For the $2 \times 2$ case, let's see what happens if we ``precompute'' the characteristic polynomial using letters, by writing $A = \matp{cc}{a&c\\ b&d}$:

$A - \lambda I = \matp{cc}{a&c\\ b&d}- \matp{cc}{\lambda&0\\ 0&\lambda}= \matp{cc}{(a- \lambda)&c\\ b& (d - \lambda)}$, so $\det(\lambda I - A) = (a - \lambda)(d - \lambda) - bc = \lambda ^ 2 - (a+d) \lambda + (ad-bc)$.

Notice that the constant term is $\det A$. The coefficient of $\lambda$ is $-(a+d)$. The trace of a matrix means the sum of the diagonal entries, so the coefficient of $\lambda$ is minus the trace.

Now you can see this fact:

Observation.
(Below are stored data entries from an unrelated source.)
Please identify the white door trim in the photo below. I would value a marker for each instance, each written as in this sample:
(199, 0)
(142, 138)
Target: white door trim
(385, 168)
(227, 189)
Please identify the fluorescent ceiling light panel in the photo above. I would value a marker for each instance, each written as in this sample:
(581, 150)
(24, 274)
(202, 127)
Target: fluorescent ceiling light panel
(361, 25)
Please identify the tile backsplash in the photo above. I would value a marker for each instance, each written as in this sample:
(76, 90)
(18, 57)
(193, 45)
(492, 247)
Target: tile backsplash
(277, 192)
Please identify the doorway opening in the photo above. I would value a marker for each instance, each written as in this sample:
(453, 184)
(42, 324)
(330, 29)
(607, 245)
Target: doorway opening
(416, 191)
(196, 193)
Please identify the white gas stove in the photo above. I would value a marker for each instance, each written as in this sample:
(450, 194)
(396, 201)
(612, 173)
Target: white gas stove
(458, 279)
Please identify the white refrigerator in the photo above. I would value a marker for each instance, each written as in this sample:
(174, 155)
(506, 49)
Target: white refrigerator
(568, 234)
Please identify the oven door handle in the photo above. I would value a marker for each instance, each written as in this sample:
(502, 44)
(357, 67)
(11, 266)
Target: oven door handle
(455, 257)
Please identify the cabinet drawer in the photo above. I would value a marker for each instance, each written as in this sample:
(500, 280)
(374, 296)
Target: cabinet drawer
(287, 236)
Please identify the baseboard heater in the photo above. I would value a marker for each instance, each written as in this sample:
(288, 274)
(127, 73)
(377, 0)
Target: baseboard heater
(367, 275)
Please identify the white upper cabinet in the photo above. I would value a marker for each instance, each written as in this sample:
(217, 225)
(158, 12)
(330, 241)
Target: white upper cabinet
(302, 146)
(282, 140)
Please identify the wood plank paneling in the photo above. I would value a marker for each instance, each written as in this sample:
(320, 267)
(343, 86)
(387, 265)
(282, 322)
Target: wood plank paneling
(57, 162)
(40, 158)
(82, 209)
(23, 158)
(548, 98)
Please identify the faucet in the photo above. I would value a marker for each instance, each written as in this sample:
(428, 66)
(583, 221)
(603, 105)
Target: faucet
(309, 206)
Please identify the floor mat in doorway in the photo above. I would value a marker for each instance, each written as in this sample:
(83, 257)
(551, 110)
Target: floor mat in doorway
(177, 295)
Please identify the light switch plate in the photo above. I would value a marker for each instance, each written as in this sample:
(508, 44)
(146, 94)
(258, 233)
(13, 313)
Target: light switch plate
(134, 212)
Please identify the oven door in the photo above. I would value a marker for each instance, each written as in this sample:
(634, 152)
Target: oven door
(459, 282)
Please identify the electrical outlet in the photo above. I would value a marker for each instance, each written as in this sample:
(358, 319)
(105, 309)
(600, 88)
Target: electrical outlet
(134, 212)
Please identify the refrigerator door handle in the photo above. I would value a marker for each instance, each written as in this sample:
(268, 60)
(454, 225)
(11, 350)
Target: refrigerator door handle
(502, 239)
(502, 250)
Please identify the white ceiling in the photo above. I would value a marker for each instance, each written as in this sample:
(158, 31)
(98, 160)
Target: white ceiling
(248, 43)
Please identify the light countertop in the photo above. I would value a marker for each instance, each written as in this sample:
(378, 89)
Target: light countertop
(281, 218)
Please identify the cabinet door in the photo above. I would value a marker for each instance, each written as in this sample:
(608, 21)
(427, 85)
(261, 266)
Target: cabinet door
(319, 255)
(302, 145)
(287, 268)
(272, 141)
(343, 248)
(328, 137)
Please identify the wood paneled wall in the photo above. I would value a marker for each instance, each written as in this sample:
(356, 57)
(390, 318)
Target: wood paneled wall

If $A$ is $2 \times 2$, then $p _ A(\lambda) = \lambda ^ 2 -$   trace$(A) \lambda + \det A$.

Now it becomes easy to write down the characteristic polynomials in the examples from the early sections of this handout:

For $A = \matp{rr}{4&1\\ 1&4}$ we get $p _ A(\lambda) = \lambda ^ 2 -$   trace$(A) \lambda + \det A = \lambda ^ 2 - 8 \lambda + 15$.

For $A = \matp{rr}{5&0\\ 0&3}$ we get $p _ A(\lambda) = \lambda ^ 2 -$   trace$(A) \lambda + \det A = \lambda ^ 2 - 8 \lambda + 15$.

For $A = \matp{rr}{7&-4\\ 2&1}$ we get $p _ A(\lambda) = \lambda ^ 2 -$   trace$(A) \lambda + \det A = \lambda ^ 2 - 8 \lambda + 15$.

This explains why all three examples had the same eigenvalues: All three had the same characteristic polynomial.

Problem U-7. Invent two more $2 \times 2$ matrices with characteristic polynomial $\lambda ^ 2 - 8 \lambda + 15$.